# **Notebook 4: Price Analysis**

## Objectives

* **Explore Relationships Between Features and Sale Price**
  * Conduct in-depth analysis of the relationships between house attributes and the target variable, `SalePrice`.
  * Utilize visualizations and statistical methods to identify trendds and patterns that affect property values.
* **Validate Business Hypotheses**
  * Test key hypotheses about the drivers of house prices, including the influence of quality, size and location attributes.
* **Generate Insights for Client Needs**
  * Provide actionable insights to help the Client to understand the factors influencing the value of their inherited properties and similar houses in Ames, Iowa.
  * Present findings in a clear and interpretable manner for client use.
* **Prepare Visualizations for Dashboard**
  * Develop interactive and static visualizations that effectively communicate findings and lign with the dashboard requirements.

## Inputs

* **Processed Datasets**
  * `x_train_transformed.csv`: Feature-engineered and scaled training dataset for modeling and analysis.
  * `x_test_transformed.csv`: Feature-engineered and scales testing dataset for validation.
  * `y_train.csv`: Training dataset target variable (SalePrice).
  * `y_test.csv`: Testing dataset target variable (SalePrice).
* **Supplementary Data**
  * Domain knowledge and project-specific hypotheses for guiding analysis.
* **Stored Locations**
  * Datasets are located in the `outputs/datasets/processed/transformed/` and `outputs/datasets/processed/split/` directories.

## Outputs

* **Insights and Findings**
  * Detailed analysis of the relationships between key features and sale price.
  * Validation of hypotheses with supporting evidence.
* **Visualizations**
  * Scatter plots, box plots, heatmaps, and other graphical representations to highlight trends and patterns.
  * Summary visualizations prepared for dashboard integration.
* **Documentation**
  * Summary of analysis, key takeaways, and recommendations for downstream modeling and dashboard integration.

## Additional Comments

* **Context**
  * This notebook focuses on data exploration and analysis, bridhing the gap between feature engineering and model building.
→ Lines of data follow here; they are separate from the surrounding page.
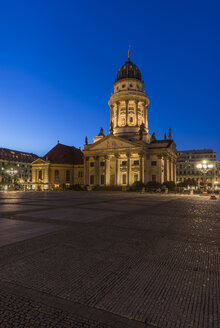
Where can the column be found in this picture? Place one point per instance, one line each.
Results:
(107, 170)
(170, 169)
(136, 110)
(117, 170)
(146, 117)
(144, 112)
(160, 168)
(165, 168)
(141, 159)
(97, 170)
(174, 171)
(126, 108)
(86, 171)
(117, 109)
(111, 113)
(128, 169)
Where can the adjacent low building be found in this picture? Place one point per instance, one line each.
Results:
(15, 168)
(61, 167)
(129, 153)
(187, 170)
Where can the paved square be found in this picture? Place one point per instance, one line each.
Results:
(113, 259)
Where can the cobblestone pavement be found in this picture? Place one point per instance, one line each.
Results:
(92, 259)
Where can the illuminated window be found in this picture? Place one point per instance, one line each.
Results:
(154, 178)
(56, 175)
(40, 175)
(68, 176)
(91, 179)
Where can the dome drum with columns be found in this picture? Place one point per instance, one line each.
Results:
(129, 103)
(128, 153)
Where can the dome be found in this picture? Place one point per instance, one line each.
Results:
(128, 71)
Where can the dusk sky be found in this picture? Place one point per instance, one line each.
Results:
(59, 60)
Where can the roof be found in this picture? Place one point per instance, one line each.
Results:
(128, 71)
(160, 143)
(16, 156)
(62, 154)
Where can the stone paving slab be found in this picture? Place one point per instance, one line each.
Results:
(76, 215)
(156, 265)
(12, 231)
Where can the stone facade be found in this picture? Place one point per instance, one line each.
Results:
(129, 154)
(187, 162)
(18, 161)
(62, 166)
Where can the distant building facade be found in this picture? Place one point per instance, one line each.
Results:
(18, 161)
(187, 162)
(62, 166)
(128, 153)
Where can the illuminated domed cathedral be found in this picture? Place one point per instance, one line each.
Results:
(126, 155)
(129, 153)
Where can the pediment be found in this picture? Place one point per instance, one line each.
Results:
(112, 142)
(38, 161)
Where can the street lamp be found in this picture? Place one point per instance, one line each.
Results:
(12, 174)
(204, 168)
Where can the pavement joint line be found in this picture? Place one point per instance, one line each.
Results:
(88, 312)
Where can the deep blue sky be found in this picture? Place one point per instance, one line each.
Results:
(59, 59)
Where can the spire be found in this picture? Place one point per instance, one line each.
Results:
(170, 137)
(129, 52)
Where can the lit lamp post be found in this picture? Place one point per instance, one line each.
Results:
(204, 169)
(12, 174)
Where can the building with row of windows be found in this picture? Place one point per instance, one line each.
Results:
(62, 166)
(129, 153)
(187, 162)
(15, 168)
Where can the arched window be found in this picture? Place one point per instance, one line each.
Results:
(40, 175)
(56, 175)
(68, 176)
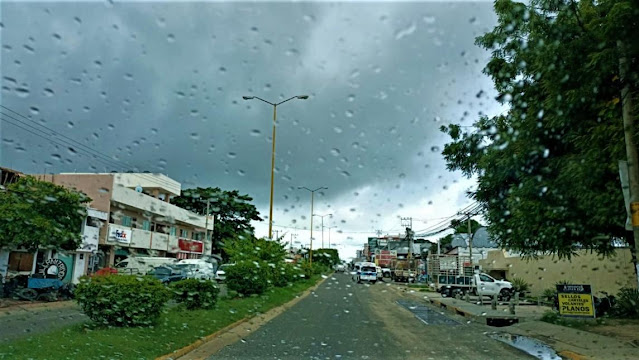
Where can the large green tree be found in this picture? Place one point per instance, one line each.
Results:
(253, 249)
(233, 211)
(37, 214)
(328, 257)
(547, 168)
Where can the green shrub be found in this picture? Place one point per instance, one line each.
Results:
(122, 300)
(195, 293)
(627, 304)
(247, 277)
(550, 317)
(520, 285)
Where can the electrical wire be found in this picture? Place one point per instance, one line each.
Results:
(74, 145)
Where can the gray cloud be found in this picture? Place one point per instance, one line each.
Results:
(158, 86)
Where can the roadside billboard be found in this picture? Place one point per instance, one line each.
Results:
(575, 301)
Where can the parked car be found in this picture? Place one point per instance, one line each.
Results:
(142, 264)
(220, 275)
(167, 274)
(198, 268)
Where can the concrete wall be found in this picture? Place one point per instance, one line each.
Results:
(604, 274)
(98, 187)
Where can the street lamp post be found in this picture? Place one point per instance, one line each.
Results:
(270, 210)
(312, 196)
(322, 216)
(329, 235)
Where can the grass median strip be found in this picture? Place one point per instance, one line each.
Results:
(175, 329)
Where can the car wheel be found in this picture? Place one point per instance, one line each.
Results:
(504, 295)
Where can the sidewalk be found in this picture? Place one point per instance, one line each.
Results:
(568, 342)
(10, 306)
(575, 344)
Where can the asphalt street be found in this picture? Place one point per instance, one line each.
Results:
(345, 320)
(22, 324)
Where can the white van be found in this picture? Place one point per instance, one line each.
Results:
(142, 264)
(198, 268)
(367, 272)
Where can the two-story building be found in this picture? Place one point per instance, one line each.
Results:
(140, 217)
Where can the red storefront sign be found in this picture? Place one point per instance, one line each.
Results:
(192, 246)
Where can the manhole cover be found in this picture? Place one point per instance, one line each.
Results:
(427, 315)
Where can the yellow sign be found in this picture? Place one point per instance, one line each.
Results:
(634, 211)
(576, 305)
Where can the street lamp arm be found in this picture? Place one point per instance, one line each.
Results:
(266, 101)
(289, 99)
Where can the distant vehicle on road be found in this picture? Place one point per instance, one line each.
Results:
(167, 274)
(198, 268)
(142, 264)
(366, 272)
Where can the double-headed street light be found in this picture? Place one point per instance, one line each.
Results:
(312, 196)
(275, 105)
(322, 216)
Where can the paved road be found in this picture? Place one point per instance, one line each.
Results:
(22, 323)
(344, 320)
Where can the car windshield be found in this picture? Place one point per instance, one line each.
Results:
(361, 174)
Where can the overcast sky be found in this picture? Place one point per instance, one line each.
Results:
(158, 87)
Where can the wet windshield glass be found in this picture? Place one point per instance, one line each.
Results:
(337, 180)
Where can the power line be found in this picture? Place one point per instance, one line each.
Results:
(94, 153)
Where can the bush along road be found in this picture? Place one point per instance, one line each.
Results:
(130, 319)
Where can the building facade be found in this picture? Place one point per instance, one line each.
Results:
(140, 219)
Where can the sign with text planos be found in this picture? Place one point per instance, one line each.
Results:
(575, 301)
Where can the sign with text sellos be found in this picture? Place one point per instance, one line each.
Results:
(122, 236)
(575, 301)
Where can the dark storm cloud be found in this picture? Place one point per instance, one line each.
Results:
(158, 86)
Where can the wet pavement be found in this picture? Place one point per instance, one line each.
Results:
(345, 320)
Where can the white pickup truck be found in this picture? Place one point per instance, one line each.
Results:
(479, 284)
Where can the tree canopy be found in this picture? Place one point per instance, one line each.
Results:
(328, 257)
(36, 214)
(233, 212)
(254, 249)
(547, 168)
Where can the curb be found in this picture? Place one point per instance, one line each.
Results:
(572, 355)
(187, 349)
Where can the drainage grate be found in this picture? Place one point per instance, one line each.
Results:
(531, 346)
(427, 315)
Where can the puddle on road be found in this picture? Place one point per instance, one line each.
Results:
(427, 315)
(531, 346)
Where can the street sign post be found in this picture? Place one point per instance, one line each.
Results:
(575, 301)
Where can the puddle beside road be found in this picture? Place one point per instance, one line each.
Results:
(531, 346)
(427, 315)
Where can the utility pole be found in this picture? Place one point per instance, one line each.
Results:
(206, 224)
(470, 242)
(631, 148)
(329, 235)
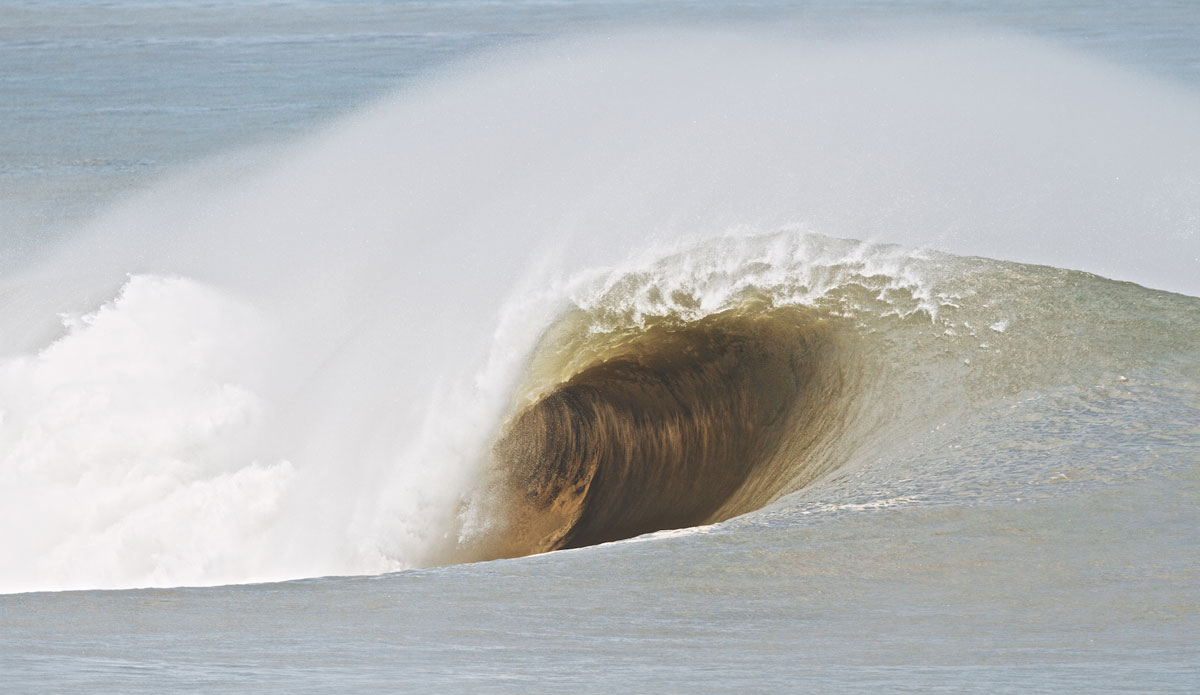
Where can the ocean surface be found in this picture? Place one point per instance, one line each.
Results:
(543, 347)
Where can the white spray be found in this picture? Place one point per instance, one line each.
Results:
(292, 369)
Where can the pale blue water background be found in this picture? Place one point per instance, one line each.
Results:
(997, 585)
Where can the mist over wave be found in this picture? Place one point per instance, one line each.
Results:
(313, 361)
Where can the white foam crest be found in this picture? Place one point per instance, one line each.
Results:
(318, 342)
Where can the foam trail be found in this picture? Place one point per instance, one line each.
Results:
(313, 355)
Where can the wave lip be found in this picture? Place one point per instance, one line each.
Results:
(678, 424)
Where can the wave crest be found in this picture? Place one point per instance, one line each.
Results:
(673, 424)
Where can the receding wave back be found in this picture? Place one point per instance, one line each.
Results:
(673, 425)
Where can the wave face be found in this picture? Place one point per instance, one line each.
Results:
(719, 379)
(661, 303)
(672, 426)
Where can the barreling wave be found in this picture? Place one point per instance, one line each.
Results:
(673, 425)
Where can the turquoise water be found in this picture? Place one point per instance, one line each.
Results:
(255, 351)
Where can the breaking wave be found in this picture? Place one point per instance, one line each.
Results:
(412, 340)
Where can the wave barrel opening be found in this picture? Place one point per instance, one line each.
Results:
(671, 426)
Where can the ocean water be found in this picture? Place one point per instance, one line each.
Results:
(474, 346)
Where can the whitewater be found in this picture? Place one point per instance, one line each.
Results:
(702, 358)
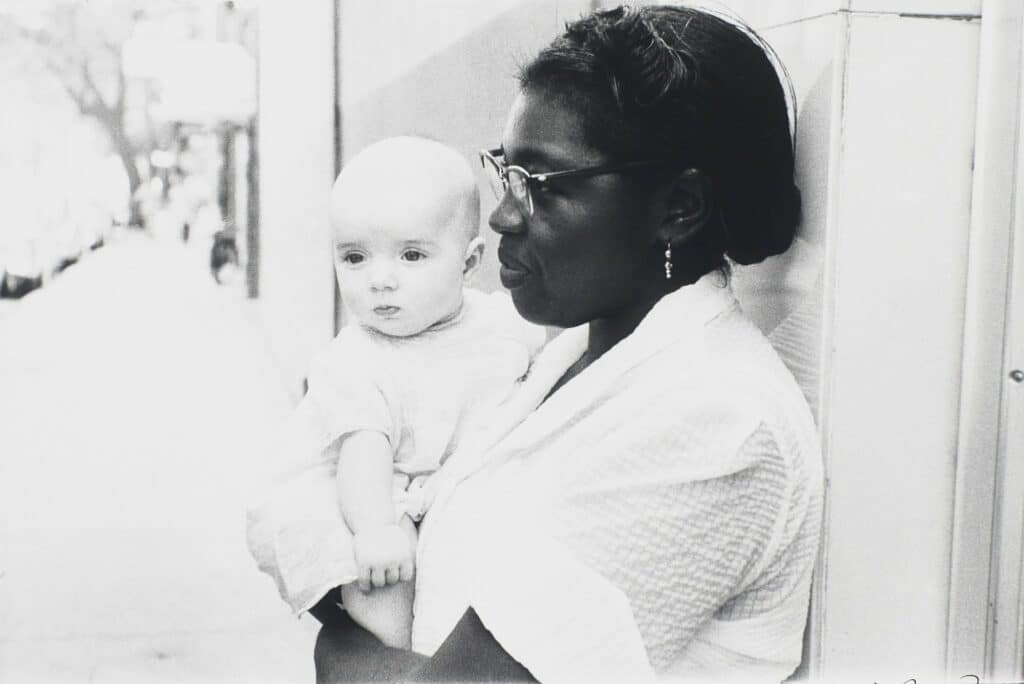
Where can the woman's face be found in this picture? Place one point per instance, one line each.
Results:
(589, 251)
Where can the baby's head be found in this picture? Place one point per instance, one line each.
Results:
(406, 216)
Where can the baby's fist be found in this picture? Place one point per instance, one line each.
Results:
(384, 556)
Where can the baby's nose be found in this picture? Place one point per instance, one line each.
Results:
(383, 278)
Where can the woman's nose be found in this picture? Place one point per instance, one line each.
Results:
(507, 217)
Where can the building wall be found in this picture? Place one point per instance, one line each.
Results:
(887, 93)
(296, 152)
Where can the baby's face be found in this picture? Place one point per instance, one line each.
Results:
(399, 267)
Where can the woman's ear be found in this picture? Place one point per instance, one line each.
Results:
(474, 255)
(688, 207)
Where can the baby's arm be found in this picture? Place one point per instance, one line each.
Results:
(383, 553)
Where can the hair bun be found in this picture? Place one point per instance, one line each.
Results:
(755, 236)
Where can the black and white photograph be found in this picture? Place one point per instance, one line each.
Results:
(511, 340)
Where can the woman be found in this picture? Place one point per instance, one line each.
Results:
(656, 511)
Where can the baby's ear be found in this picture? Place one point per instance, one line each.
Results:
(473, 258)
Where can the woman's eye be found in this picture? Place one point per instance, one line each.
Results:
(353, 258)
(544, 188)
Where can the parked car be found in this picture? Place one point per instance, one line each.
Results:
(22, 269)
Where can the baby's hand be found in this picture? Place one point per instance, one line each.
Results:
(384, 556)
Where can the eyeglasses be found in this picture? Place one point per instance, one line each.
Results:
(503, 177)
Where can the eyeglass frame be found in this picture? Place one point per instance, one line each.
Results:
(537, 179)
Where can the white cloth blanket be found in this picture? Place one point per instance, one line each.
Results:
(658, 515)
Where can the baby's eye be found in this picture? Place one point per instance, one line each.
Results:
(353, 258)
(413, 255)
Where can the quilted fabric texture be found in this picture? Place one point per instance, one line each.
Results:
(678, 476)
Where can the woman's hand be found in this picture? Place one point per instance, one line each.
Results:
(384, 556)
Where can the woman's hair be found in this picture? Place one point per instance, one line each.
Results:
(688, 87)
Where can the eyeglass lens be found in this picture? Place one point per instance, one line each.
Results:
(502, 178)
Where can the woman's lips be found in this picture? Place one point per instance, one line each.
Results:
(512, 276)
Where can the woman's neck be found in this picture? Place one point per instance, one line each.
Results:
(602, 334)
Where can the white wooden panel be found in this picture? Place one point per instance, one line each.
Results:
(761, 14)
(927, 7)
(1007, 637)
(983, 373)
(899, 278)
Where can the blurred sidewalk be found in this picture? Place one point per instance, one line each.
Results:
(135, 396)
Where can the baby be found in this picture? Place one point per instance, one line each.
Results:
(422, 364)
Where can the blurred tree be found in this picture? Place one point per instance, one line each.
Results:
(82, 46)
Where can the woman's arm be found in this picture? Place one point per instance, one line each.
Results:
(346, 652)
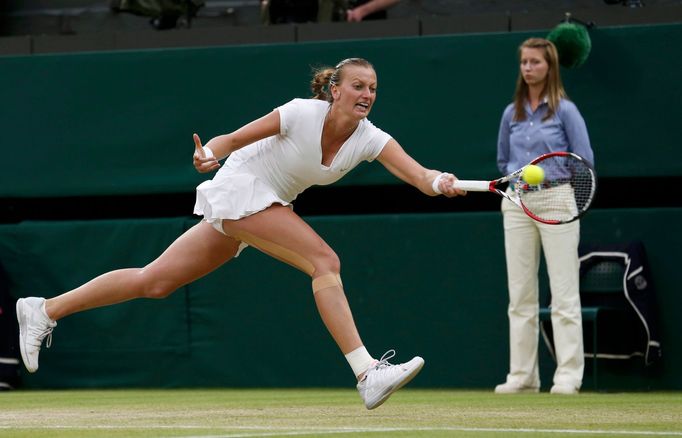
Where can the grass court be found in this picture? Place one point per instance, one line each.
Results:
(214, 413)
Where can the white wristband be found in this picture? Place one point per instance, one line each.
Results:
(436, 182)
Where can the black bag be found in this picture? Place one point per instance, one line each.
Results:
(164, 13)
(9, 338)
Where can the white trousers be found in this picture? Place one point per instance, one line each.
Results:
(523, 238)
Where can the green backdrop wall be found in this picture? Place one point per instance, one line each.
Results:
(253, 322)
(122, 122)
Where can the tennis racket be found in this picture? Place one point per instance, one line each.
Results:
(563, 196)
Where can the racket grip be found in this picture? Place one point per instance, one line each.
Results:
(472, 185)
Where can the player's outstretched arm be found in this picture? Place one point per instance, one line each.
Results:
(394, 158)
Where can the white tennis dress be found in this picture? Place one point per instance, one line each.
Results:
(278, 168)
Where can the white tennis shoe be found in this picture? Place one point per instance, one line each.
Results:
(34, 326)
(383, 379)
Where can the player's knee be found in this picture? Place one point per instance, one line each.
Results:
(159, 290)
(328, 261)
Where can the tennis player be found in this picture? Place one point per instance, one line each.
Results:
(540, 120)
(248, 203)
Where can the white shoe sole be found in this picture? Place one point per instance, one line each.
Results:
(21, 318)
(517, 391)
(386, 393)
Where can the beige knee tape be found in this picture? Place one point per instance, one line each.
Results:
(325, 281)
(277, 251)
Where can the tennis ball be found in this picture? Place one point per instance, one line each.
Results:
(573, 43)
(533, 174)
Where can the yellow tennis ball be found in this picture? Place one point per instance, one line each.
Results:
(533, 174)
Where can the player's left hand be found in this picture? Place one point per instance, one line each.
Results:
(202, 163)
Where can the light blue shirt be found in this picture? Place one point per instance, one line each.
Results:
(519, 142)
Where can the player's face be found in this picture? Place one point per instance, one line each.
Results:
(534, 67)
(357, 90)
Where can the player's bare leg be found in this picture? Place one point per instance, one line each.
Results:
(279, 232)
(194, 254)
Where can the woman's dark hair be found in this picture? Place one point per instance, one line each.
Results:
(326, 76)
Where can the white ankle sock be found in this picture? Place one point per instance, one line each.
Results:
(359, 359)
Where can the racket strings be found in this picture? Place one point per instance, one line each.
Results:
(564, 194)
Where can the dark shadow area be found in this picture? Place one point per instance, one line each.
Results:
(387, 199)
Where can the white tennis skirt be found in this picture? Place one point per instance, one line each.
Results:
(232, 195)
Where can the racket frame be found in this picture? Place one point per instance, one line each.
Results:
(492, 186)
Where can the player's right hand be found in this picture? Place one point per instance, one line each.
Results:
(202, 163)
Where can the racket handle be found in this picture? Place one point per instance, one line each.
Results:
(472, 185)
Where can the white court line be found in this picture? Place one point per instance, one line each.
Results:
(287, 431)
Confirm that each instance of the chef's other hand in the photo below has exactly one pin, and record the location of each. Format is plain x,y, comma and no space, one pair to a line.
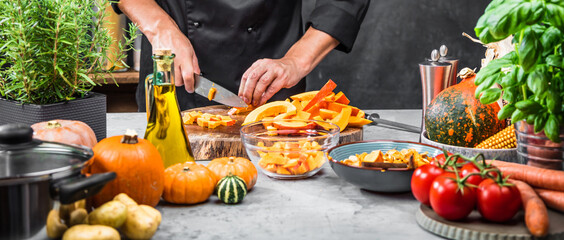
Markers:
185,62
268,76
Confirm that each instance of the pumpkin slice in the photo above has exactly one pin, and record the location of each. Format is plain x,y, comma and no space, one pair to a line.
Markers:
304,96
270,109
341,98
357,122
301,115
327,114
294,125
322,123
337,107
298,105
342,119
211,93
323,92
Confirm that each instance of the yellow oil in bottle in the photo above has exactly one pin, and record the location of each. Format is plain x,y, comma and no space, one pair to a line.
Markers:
165,129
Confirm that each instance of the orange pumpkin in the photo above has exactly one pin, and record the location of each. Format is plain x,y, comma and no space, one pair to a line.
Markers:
138,165
238,166
188,183
65,131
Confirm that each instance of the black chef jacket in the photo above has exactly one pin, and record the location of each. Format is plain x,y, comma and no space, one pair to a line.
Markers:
228,36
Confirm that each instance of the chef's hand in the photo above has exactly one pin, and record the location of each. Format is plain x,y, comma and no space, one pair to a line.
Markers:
268,76
185,62
163,33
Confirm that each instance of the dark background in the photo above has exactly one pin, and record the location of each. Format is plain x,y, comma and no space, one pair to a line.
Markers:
382,71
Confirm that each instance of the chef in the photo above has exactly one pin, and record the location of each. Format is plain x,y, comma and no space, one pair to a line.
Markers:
256,48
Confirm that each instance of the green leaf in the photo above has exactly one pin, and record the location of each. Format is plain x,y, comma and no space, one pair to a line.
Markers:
502,19
490,95
550,38
506,111
510,79
554,61
537,82
517,116
555,14
528,106
553,102
540,121
529,50
552,128
530,119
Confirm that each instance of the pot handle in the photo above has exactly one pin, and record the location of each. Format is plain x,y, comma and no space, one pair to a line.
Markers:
77,188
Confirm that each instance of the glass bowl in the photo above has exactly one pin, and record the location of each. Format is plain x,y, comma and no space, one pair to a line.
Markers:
289,148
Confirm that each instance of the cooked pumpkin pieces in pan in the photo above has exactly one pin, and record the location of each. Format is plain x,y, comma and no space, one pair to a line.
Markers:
391,156
291,158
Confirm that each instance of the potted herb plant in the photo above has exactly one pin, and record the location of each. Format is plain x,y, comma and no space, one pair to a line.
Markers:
531,77
52,53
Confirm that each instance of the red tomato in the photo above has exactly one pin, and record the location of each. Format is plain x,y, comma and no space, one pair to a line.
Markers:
498,203
471,168
421,181
448,200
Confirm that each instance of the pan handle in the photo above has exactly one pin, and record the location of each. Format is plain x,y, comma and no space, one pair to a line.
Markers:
73,189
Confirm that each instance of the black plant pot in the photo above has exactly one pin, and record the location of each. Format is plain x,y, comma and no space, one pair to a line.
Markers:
90,110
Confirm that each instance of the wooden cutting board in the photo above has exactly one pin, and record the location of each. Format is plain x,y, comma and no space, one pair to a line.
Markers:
225,141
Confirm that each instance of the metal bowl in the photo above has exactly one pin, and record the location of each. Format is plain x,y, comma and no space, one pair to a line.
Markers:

It provides the foundation for deriving insights and recommendations.
* **Alignment with CRISP-DM**
  * This notebook aligns with the Data Understanding and Business Understanding steps, ensuring that exploratory findings are actionable and relevant to the client's needs.
* **Next Steps**
  * The outputs from this notebook will inform the Model Training and Evaluation notebook, where predictive models will be developed and optimized.


---

## Change working directory

* We are assuming you will store the notebooks in a subfolder, therefore when running the notebook in the editor, you will need to change the working directory

We need to change the working directory from its current folder to its parent folder
* We access the current directory with os.getcwd()

In [1]:
import os
current_dir = os.getcwd()
current_dir

'/workspace/Predictive-Analytics-PP5/jupyter_notebooks'

We want to make the parent of the current directory the new current directory
* os.path.dirname() gets the parent directory
* os.chir() defines the new current directory

In [2]:
os.chdir(os.path.dirname(current_dir))
print("You set a new current directory")

You set a new current directory


Confirm the new current directory

In [3]:
current_dir = os.getcwd()
current_dir

'/workspace/Predictive-Analytics-PP5'

---

## Load and Prepare Data

**Overview**
In this section, we will:
1. Load the processed datasets required for price analysis.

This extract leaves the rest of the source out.